John and Sarah are my support system through this crazy process.  As King writes of Tabitha: “Having someone who believes in you makes a lot of difference.  They don’t have to make speeches.  Just believing is enough.”  I’m very fortunate to have both of them rooting for me in the wings.  I don’t think I could keep on slogging through this without their encouragement and support.  John isn’t a big fiction reader, so his support is more theoretical, but he also “supports” me in a very important sense by giving me the freedom to pursue my writing.  Sarah reads and loves the same books I do, which makes her an Ideal Reader in the sense that we have the same taste, but she also just “gets me” because she’s my twin and best friend.

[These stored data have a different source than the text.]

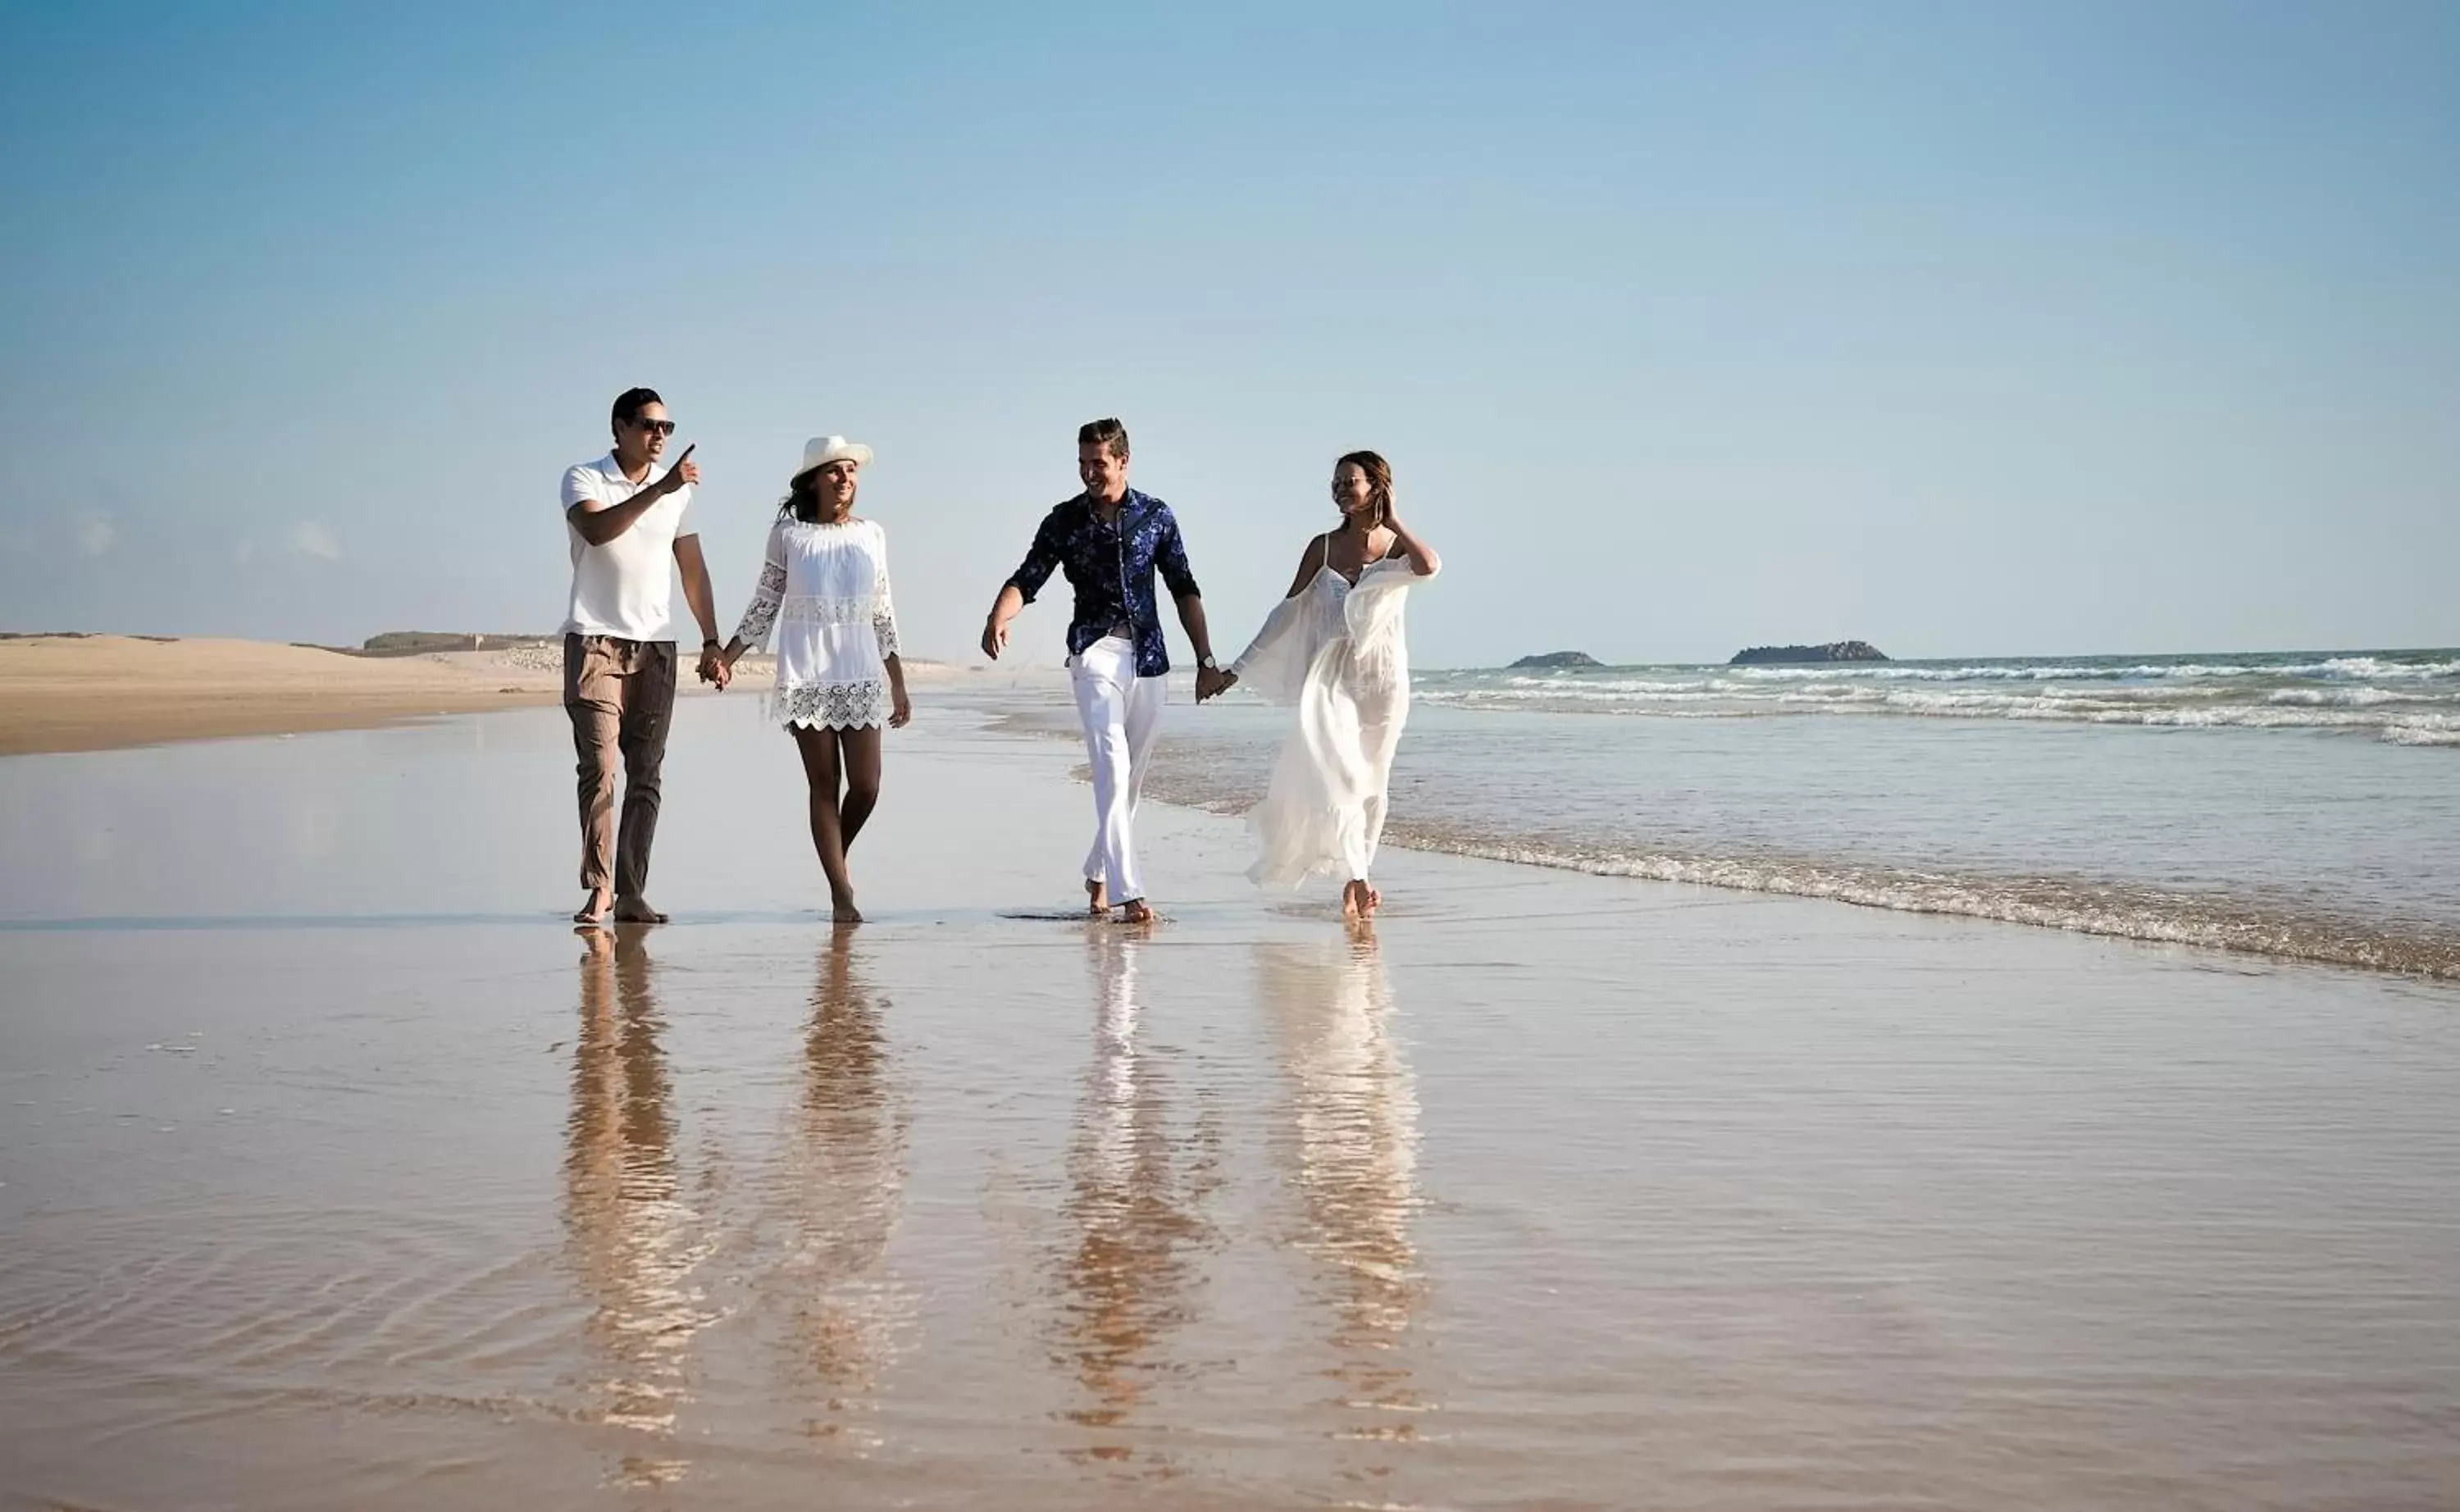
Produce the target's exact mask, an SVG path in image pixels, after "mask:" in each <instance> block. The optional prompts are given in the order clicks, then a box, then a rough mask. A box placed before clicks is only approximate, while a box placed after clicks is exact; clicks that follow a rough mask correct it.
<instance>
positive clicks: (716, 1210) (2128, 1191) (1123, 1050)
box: [0, 698, 2460, 1512]
mask: <svg viewBox="0 0 2460 1512" xmlns="http://www.w3.org/2000/svg"><path fill="white" fill-rule="evenodd" d="M974 715H977V711H959V708H950V706H942V703H927V706H925V713H922V715H920V718H918V723H915V725H910V728H908V730H903V733H900V738H898V755H895V757H893V767H891V779H888V784H886V789H883V801H881V809H878V814H876V819H873V829H871V831H866V836H863V848H861V853H859V858H856V880H859V885H861V892H863V907H866V912H868V915H871V922H868V924H863V927H861V929H834V927H831V924H829V919H827V917H824V885H822V878H819V873H817V863H814V860H812V851H809V836H807V831H804V826H802V824H799V806H802V804H799V799H802V772H799V762H797V757H795V752H792V750H790V742H787V740H780V738H777V733H775V728H772V725H770V723H768V720H765V718H763V711H760V708H758V706H755V703H743V701H736V703H728V701H723V698H704V701H694V703H691V706H689V713H681V715H679V720H676V730H674V745H672V747H669V772H667V777H669V782H667V816H664V826H662V836H659V851H657V856H659V863H657V897H659V902H662V905H664V907H669V910H674V924H667V927H659V929H615V932H585V934H583V937H581V939H576V934H573V929H571V927H568V924H566V922H563V917H561V907H558V905H563V902H566V897H568V892H566V888H568V875H571V873H568V865H571V841H573V836H571V809H568V797H566V777H563V772H566V760H568V755H566V752H568V740H566V730H563V718H561V715H558V713H551V711H544V708H541V711H529V713H514V715H509V718H502V720H485V723H480V720H450V723H431V725H408V728H396V730H381V733H367V735H339V738H325V740H283V742H246V745H231V742H224V745H214V742H185V745H170V747H157V750H153V752H145V755H135V757H128V760H108V762H17V765H12V767H0V772H5V774H7V779H10V789H12V792H10V799H12V801H7V804H0V829H5V831H7V851H10V853H12V856H22V858H27V860H25V863H22V865H20V868H15V870H12V873H7V875H0V883H5V888H0V915H12V917H20V919H25V922H27V924H25V927H7V929H0V978H5V981H10V986H12V996H10V1003H12V1013H10V1015H5V1023H0V1065H5V1067H10V1079H12V1097H10V1099H5V1101H0V1136H5V1138H0V1151H7V1163H5V1168H0V1180H5V1185H0V1222H5V1224H7V1232H10V1237H12V1242H10V1246H7V1251H5V1254H0V1315H5V1318H10V1320H12V1323H15V1325H17V1333H15V1335H12V1337H10V1355H7V1360H10V1369H7V1372H5V1374H0V1409H5V1411H0V1463H5V1465H7V1470H5V1473H0V1495H10V1497H20V1500H37V1502H59V1505H91V1507H101V1505H202V1502H209V1505H246V1507H261V1510H266V1512H285V1510H290V1507H298V1510H308V1507H330V1505H367V1502H381V1505H386V1507H458V1505H462V1502H467V1500H470V1497H467V1490H470V1480H467V1468H470V1465H482V1468H485V1475H487V1485H490V1490H492V1492H499V1495H497V1500H519V1502H524V1505H539V1507H563V1505H588V1502H608V1500H610V1497H613V1500H617V1502H625V1500H627V1492H637V1495H632V1497H630V1500H642V1497H647V1500H652V1502H654V1505H672V1507H694V1510H711V1512H721V1510H733V1507H770V1505H785V1502H790V1500H792V1497H804V1500H809V1490H812V1485H817V1482H827V1485H829V1495H831V1505H844V1507H913V1505H954V1502H996V1505H1001V1507H1018V1510H1021V1512H1041V1510H1053V1512H1055V1510H1060V1507H1065V1510H1070V1512H1077V1510H1107V1507H1149V1505H1154V1500H1156V1495H1164V1497H1166V1500H1168V1502H1171V1505H1176V1507H1255V1505H1341V1502H1355V1500H1360V1497H1358V1490H1360V1487H1370V1492H1373V1497H1375V1500H1378V1502H1383V1505H1481V1507H1488V1505H1535V1502H1550V1505H1589V1507H1609V1505H1624V1502H1629V1500H1631V1495H1629V1487H1631V1485H1651V1487H1656V1492H1658V1495H1660V1500H1668V1502H1680V1505H1690V1507H1734V1510H1742V1507H1774V1505H1801V1502H1806V1500H1828V1502H1838V1500H1852V1502H1867V1505H1993V1507H2000V1505H2005V1507H2086V1505H2089V1507H2177V1505H2244V1502H2263V1500H2271V1502H2280V1505H2330V1502H2342V1505H2349V1502H2364V1505H2438V1495H2440V1492H2443V1490H2448V1487H2450V1485H2453V1482H2455V1480H2453V1478H2455V1475H2460V1458H2455V1448H2453V1443H2450V1436H2448V1433H2435V1426H2438V1423H2443V1421H2448V1419H2450V1414H2453V1411H2455V1404H2460V1382H2455V1379H2453V1374H2450V1369H2448V1367H2445V1362H2448V1360H2450V1357H2453V1350H2455V1345H2460V1325H2455V1318H2460V1271H2455V1269H2453V1261H2450V1254H2455V1246H2453V1237H2455V1224H2453V1219H2450V1217H2448V1212H2445V1210H2448V1205H2445V1202H2438V1197H2440V1192H2445V1190H2448V1187H2450V1183H2453V1175H2455V1173H2460V1136H2455V1128H2460V1119H2455V1116H2453V1114H2455V1092H2453V1089H2455V1087H2460V1077H2455V1067H2460V1040H2455V1035H2453V1033H2448V1030H2450V1020H2448V1015H2443V1013H2435V1010H2433V1008H2435V1006H2440V1003H2445V998H2443V996H2435V998H2423V996H2421V993H2418V991H2413V988H2408V986H2406V983H2399V981H2386V978H2376V976H2364V974H2342V971H2317V969H2295V966H2271V964H2239V969H2224V971H2216V969H2214V961H2212V959H2209V956H2204V954H2202V951H2170V949H2155V951H2143V949H2113V947H2111V944H2108V942H2096V939H2084V937H2061V934H2057V932H2047V929H2002V927H1990V924H1980V922H1973V919H1941V917H1916V915H1887V912H1875V910H1838V907H1815V905H1813V902H1808V900H1788V897H1769V895H1759V897H1754V895H1744V892H1705V890H1695V888H1680V885H1663V883H1646V880H1609V878H1592V875H1579V873H1555V870H1540V868H1523V865H1501V863H1491V860H1474V858H1459V856H1427V853H1400V851H1395V853H1392V856H1390V875H1387V878H1385V892H1387V905H1385V912H1383V917H1380V919H1378V922H1375V924H1373V927H1370V929H1348V927H1346V924H1343V922H1341V919H1338V915H1336V902H1333V897H1331V895H1328V890H1319V892H1314V895H1309V897H1301V900H1284V897H1277V895H1260V892H1257V890H1255V888H1252V885H1247V880H1245V878H1242V875H1240V868H1242V865H1245V860H1247V838H1245V833H1242V829H1240V826H1237V824H1235V821H1228V819H1218V816H1208V814H1200V811H1193V809H1178V806H1159V804H1156V806H1154V809H1149V811H1146V814H1144V816H1141V819H1139V846H1144V848H1146V856H1144V858H1146V865H1149V873H1151V880H1154V883H1156V902H1159V907H1161V915H1164V919H1161V924H1156V927H1146V929H1132V927H1117V924H1087V922H1082V919H1080V917H1073V915H1068V912H1065V905H1070V902H1073V900H1075V897H1080V895H1075V897H1073V892H1075V890H1073V875H1075V868H1077V863H1080V858H1082V848H1085V829H1087V821H1090V814H1087V806H1085V789H1082V787H1075V784H1070V782H1065V779H1063V774H1065V772H1068V767H1073V765H1075V752H1068V750H1065V747H1063V745H1045V742H1023V740H1014V738H1004V735H996V733H986V730H984V725H982V720H979V718H974ZM37 858H39V860H37ZM199 875H212V880H214V888H212V892H209V895H204V897H199V892H197V888H194V878H199ZM199 907H212V910H216V915H214V917H199V915H197V910H199ZM443 907H450V910H453V912H438V910H443ZM167 919H189V922H192V924H197V927H189V929H180V932H167V929H157V927H150V924H160V922H167ZM1601 1318H1604V1320H1611V1323H1614V1325H1611V1328H1601V1325H1599V1320H1601ZM1975 1382H1980V1387H1975ZM1737 1465H1752V1468H1759V1465H1766V1468H1771V1470H1766V1473H1759V1470H1754V1475H1752V1480H1747V1482H1739V1480H1737ZM1156 1485H1159V1487H1161V1490H1159V1492H1156ZM369 1487H379V1492H381V1490H386V1487H399V1490H391V1495H369ZM2443 1500H2448V1497H2443Z"/></svg>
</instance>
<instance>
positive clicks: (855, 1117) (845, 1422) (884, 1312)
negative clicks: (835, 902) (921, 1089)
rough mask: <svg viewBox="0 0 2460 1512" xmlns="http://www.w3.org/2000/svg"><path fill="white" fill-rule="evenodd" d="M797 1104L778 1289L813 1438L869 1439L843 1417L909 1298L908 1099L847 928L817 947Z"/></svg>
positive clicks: (872, 1373) (834, 932)
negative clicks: (900, 1281) (906, 1127)
mask: <svg viewBox="0 0 2460 1512" xmlns="http://www.w3.org/2000/svg"><path fill="white" fill-rule="evenodd" d="M802 1055H804V1082H802V1106H799V1111H797V1119H795V1141H792V1153H790V1156H787V1163H785V1202H787V1207H790V1212H792V1215H795V1222H792V1232H795V1249H792V1256H790V1259H787V1264H785V1276H782V1281H785V1288H787V1296H790V1298H792V1305H795V1360H797V1367H799V1369H807V1372H812V1377H817V1379H814V1384H817V1399H819V1409H822V1414H824V1416H817V1419H812V1421H809V1431H812V1433H814V1436H844V1441H846V1443H851V1446H856V1448H866V1451H868V1448H876V1446H878V1443H881V1438H878V1431H876V1428H871V1426H866V1423H861V1421H849V1419H846V1414H868V1411H873V1409H876V1394H878V1379H881V1372H883V1369H886V1367H888V1362H891V1360H893V1357H895V1345H898V1333H900V1328H903V1323H905V1318H908V1315H910V1310H913V1298H910V1296H908V1293H905V1291H903V1288H900V1286H898V1283H895V1278H893V1276H891V1274H888V1271H886V1264H883V1261H886V1256H888V1242H891V1239H893V1237H895V1229H898V1219H900V1215H903V1210H905V1106H903V1097H900V1092H898V1087H895V1082H893V1077H891V1057H888V1040H886V1035H883V1033H881V1013H878V1006H876V1003H873V996H871V983H868V981H866V978H863V974H861V971H859V966H856V959H854V929H834V932H831V937H829V944H827V947H824V949H822V954H819V978H817V983H814V988H812V1025H809V1030H807V1033H804V1047H802Z"/></svg>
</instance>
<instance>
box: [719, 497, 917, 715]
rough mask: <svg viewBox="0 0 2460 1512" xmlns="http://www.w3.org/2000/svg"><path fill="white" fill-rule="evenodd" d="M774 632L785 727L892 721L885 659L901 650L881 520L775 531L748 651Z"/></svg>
mask: <svg viewBox="0 0 2460 1512" xmlns="http://www.w3.org/2000/svg"><path fill="white" fill-rule="evenodd" d="M770 629H775V632H777V691H775V693H770V713H772V715H775V718H777V723H780V725H804V728H827V730H861V728H873V725H886V723H888V706H891V696H888V656H895V654H898V610H895V602H893V600H891V597H888V531H883V529H881V526H878V521H868V519H849V521H844V524H812V521H799V519H780V521H777V524H775V526H772V529H770V541H768V556H765V561H763V563H760V583H758V585H755V588H753V602H750V607H748V610H743V624H740V627H738V629H736V634H738V637H743V649H748V652H758V649H760V647H763V644H768V637H770Z"/></svg>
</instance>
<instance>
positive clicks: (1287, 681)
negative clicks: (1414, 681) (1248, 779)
mask: <svg viewBox="0 0 2460 1512" xmlns="http://www.w3.org/2000/svg"><path fill="white" fill-rule="evenodd" d="M1419 580H1422V578H1419V575H1417V570H1414V568H1412V565H1410V558H1405V556H1387V558H1383V561H1378V563H1370V565H1368V568H1365V570H1363V573H1360V575H1358V583H1355V585H1353V583H1351V580H1348V578H1343V575H1341V573H1336V570H1333V568H1321V570H1319V573H1316V580H1314V583H1309V585H1306V588H1304V590H1299V593H1294V595H1291V597H1284V600H1282V602H1279V607H1274V612H1272V615H1269V617H1267V620H1264V629H1260V632H1257V637H1255V644H1250V647H1247V649H1245V652H1240V659H1237V661H1232V664H1230V671H1235V674H1237V681H1240V686H1242V688H1252V691H1257V693H1262V696H1264V698H1269V701H1274V703H1289V706H1294V708H1296V711H1299V728H1296V730H1291V735H1289V740H1284V742H1282V755H1279V760H1277V762H1274V767H1272V787H1269V789H1267V792H1264V801H1262V804H1257V806H1255V809H1250V811H1247V829H1250V831H1255V838H1257V858H1255V865H1250V868H1247V878H1252V880H1255V883H1257V885H1264V888H1296V885H1299V883H1304V880H1309V878H1316V875H1328V878H1338V880H1363V878H1365V875H1368V868H1373V865H1375V848H1378V846H1380V843H1383V826H1385V799H1387V787H1390V782H1392V750H1395V747H1397V745H1400V728H1402V723H1407V718H1410V644H1407V639H1405V634H1402V602H1405V597H1407V593H1410V588H1412V585H1414V583H1419Z"/></svg>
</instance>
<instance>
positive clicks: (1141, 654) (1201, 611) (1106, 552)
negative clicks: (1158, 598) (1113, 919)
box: [982, 420, 1223, 924]
mask: <svg viewBox="0 0 2460 1512" xmlns="http://www.w3.org/2000/svg"><path fill="white" fill-rule="evenodd" d="M1077 477H1080V479H1082V482H1085V492H1082V494H1077V497H1075V499H1068V502H1065V504H1058V506H1053V509H1050V514H1045V516H1043V524H1041V529H1038V531H1033V548H1031V551H1026V561H1023V565H1018V568H1016V573H1014V575H1011V578H1009V580H1006V583H1004V585H1001V590H999V602H994V605H991V620H989V622H986V624H984V627H982V654H984V656H989V659H994V661H996V659H999V652H1004V649H1006V644H1009V620H1016V615H1018V610H1023V607H1026V605H1031V602H1033V595H1036V593H1041V590H1043V583H1048V580H1050V573H1053V570H1065V573H1068V585H1070V588H1073V590H1075V615H1070V617H1068V676H1070V681H1073V686H1075V701H1077V718H1080V720H1082V723H1085V757H1087V760H1090V762H1092V814H1095V829H1092V851H1090V853H1087V856H1085V897H1087V900H1090V905H1092V912H1095V915H1107V912H1109V907H1112V902H1117V905H1119V917H1122V919H1127V922H1132V924H1141V922H1146V919H1151V917H1154V910H1151V905H1146V900H1144V880H1141V878H1139V875H1137V848H1134V831H1137V797H1139V794H1141V792H1144V767H1146V757H1151V752H1154V735H1159V733H1161V706H1164V703H1166V698H1164V688H1166V681H1164V676H1166V674H1168V671H1171V652H1168V647H1166V644H1164V639H1161V612H1159V607H1156V605H1154V573H1156V570H1159V573H1161V580H1164V583H1166V585H1168V590H1171V597H1173V600H1178V622H1181V624H1183V627H1186V632H1188V642H1193V644H1196V691H1198V696H1210V693H1213V691H1215V686H1220V681H1223V674H1220V669H1218V666H1215V664H1213V637H1210V634H1208V632H1205V600H1203V595H1200V593H1198V590H1196V573H1191V570H1188V546H1186V541H1183V538H1181V536H1178V516H1173V514H1171V506H1168V504H1164V502H1161V499H1156V497H1151V494H1139V492H1137V489H1132V487H1127V425H1122V423H1117V420H1092V423H1090V425H1085V428H1080V430H1077Z"/></svg>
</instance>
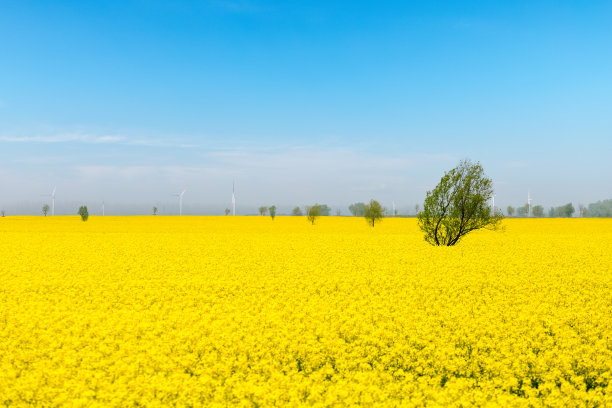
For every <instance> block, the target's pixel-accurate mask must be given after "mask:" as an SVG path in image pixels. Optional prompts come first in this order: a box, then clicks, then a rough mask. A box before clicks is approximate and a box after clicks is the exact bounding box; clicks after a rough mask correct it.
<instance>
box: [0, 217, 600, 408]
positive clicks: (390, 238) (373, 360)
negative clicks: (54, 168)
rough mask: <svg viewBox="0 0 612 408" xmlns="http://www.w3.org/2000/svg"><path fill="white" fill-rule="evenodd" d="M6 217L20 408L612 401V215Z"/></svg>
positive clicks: (3, 352) (9, 363)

Mostly, On Writing has helped me to trust my own “process” (I may not be a professional, but I think I do have one).  I know what works for me, and it may not be neat and tidy, but if it gets me through 200 pages in a month, I must be doing something right.  I also loved King’s commentary about novels that create worlds readers are reluctant to leave.  He cites Tolkien as an example.  “A thousand pages of hobbits hasn’t been enough for three generations of post-World War II fantasy fans…Hence Terry Brooks, Piers Anthony, Robert Jordan, the questing rabbits of Watership Down, and half a hundred others.”  (Those are some of my favorite writers and novels, so I know King is writing about me here, even if he doesn’t).  It is my dream to be able to create the kinds of worlds my favorite authors do.  I know I’m nowhere near as good as they are, but it’s a goal.  And now that I’ve finally given in to my love of fantasy, I feel like the possibility is there at least.  Maybe I’ve finally found my niche.  We shall see.

Finally, I leave all aspiring authors out there with this:
“Put your desk in the corner, and every time you sit down to write, remind yourself why it isn’t in the middle of the room. Life isn’t a support-system for art.  It’s the other way around.”


P.S.  I think I have tickets to see Stephen King speak next month.  Fingers crossed!